Just because Blair gave certain support does not make him subordinate. Still, perception will be everything with some. Perhaps someone should remind Gordon Brown of how the U.S. helped his country during WWII.


----------



## Inspector (Nov 13, 2006)

The major problem is that the European politicians are trying to get themselves away from the current U.S. leadership as their voters actually despise our leadership and international policies. I saw this growing problem developing over the past many years in various trips abroad. While Americans were generally disliked in France (The French hate everybody, including themselves) we were loved in England, Ireland and most other European countries. By the middle of "W"'s first term the general European population thought the American voters would throw out the Republican leadership and change the policy. When President Bush was elected to a second term the growing number of Europeans then blamed the American people for the problems and began to take it out on any political figure in their own countries whom they perceived as alligned with us. Being anti-American is now needed in most foreign lands to get yourself elected to office.Europen citizens, now mostly prosprous and feeling their oats, are a new generation who have themselves never been bailed out by the U.S. and many actually blame their governments' relationship and support for the U.S.as the reason they are being targeted by terrorists. Our State Department has failed to recognize and deal with this reality. These hard facts would have been evident if our diplomats were to get out into the streets and villages of other countries and engage in conversations with the citizens of England, Ireland and elsewhere instead of isolating themselves in consulates and hobnobbing with other diplomats who were trained to tell us what we want to hear.


----------



## Cinderella (Jun 17, 2005)

Foreign Secretary David Miliband has moved to quash suggestions that Gordon Brown wants cooler relations with the US. 
After one of his junior ministers predicted Britain would no longer be "joined at the hip" with the US, Mr Miliband insisted America remained the UK's single most important ally. 

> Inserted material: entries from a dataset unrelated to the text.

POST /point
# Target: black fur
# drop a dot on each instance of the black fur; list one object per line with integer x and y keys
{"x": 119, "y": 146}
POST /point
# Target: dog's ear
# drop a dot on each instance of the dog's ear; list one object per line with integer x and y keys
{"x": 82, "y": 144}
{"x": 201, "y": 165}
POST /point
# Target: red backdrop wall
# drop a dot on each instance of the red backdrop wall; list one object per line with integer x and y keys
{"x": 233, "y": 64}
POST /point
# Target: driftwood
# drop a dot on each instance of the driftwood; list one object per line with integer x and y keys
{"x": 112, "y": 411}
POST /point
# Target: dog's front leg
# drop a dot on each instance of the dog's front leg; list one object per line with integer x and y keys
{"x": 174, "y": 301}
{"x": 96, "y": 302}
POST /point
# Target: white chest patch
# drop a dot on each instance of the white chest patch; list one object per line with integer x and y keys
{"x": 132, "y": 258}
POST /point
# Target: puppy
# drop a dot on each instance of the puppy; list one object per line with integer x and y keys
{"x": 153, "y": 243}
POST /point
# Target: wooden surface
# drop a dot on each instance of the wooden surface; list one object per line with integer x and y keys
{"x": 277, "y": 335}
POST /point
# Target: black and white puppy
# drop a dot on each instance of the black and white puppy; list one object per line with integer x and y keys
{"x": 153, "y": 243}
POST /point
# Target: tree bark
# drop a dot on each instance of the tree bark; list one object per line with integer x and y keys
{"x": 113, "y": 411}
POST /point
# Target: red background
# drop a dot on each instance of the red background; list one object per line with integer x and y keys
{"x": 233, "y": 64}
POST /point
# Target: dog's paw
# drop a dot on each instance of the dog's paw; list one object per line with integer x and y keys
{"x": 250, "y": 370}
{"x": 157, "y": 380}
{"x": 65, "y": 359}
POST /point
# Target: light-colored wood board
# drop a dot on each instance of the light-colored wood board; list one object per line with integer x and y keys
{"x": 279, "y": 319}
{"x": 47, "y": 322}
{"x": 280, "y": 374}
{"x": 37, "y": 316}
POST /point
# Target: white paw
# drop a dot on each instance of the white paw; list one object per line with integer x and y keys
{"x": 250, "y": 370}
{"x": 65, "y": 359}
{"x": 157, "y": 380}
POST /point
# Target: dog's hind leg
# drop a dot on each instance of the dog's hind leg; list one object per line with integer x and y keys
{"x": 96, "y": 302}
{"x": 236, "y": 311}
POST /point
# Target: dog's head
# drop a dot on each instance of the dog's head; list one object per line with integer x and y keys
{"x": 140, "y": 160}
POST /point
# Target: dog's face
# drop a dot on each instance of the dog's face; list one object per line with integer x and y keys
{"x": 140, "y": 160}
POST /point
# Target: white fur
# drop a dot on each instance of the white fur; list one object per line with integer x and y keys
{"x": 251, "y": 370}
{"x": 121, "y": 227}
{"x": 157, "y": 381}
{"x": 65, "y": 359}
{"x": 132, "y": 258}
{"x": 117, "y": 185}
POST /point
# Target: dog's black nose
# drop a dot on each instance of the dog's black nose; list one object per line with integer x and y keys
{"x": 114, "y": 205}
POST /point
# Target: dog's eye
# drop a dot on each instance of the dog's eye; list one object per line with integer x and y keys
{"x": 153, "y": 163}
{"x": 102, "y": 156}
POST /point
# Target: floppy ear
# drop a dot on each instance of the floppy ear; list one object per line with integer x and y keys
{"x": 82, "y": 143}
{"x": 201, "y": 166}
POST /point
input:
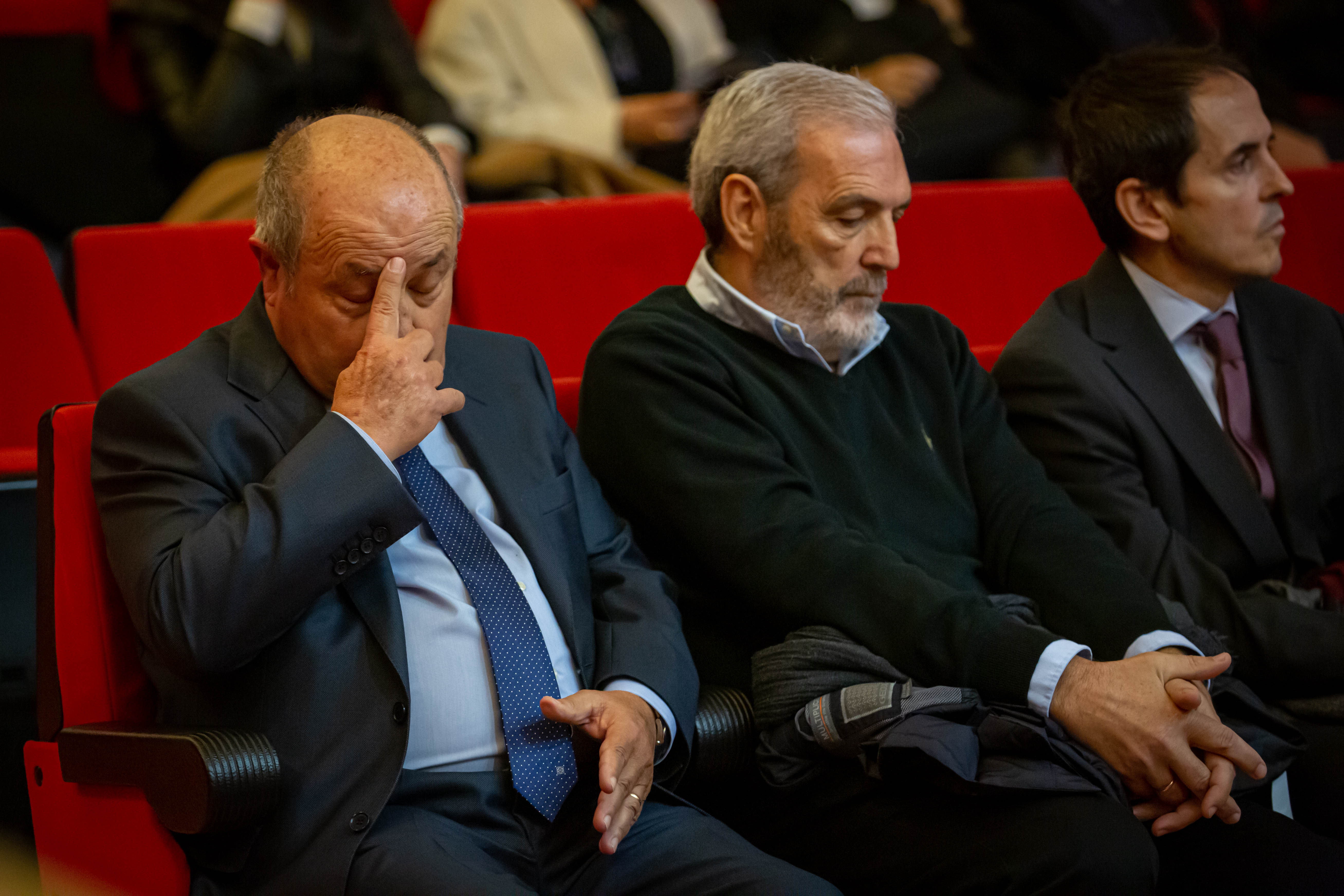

Mr Miliband said there would be no change in Britain's "vital" alliance with the US. 
"With a new Brown government some people are looking for evidence that our alliance is breaking up," he told a reporter. 

"There isn't any, and there won't be any. Nothing has changed. Our single most important bilateral partner is the USA." 

Mr Miliband said: "In the real world, the US is the richest country, it has the most powerful military forces, and it is driven forward by optimism and by entrepreneurship - values the world needs. 

In the real world we are stronger together than apart."


----------



## 94c (Oct 21, 2005)

adroitcuffs said:


> _"Under Tony Blair the relationship was so subordinate as to appear subservient. Britain needs to be America's candid friend not its client."_
> 
> Just because Blair gave certain support does not make him subordinate. Still, perception will be everything with some. Perhaps someone should remind Gordon Brown of how the U.S. helped his country during WWII.


maybe a few more car bombs will get his attention.

Is it even remotely possible that someone could survive with their head in the sand and not suffer some brain damage?


----------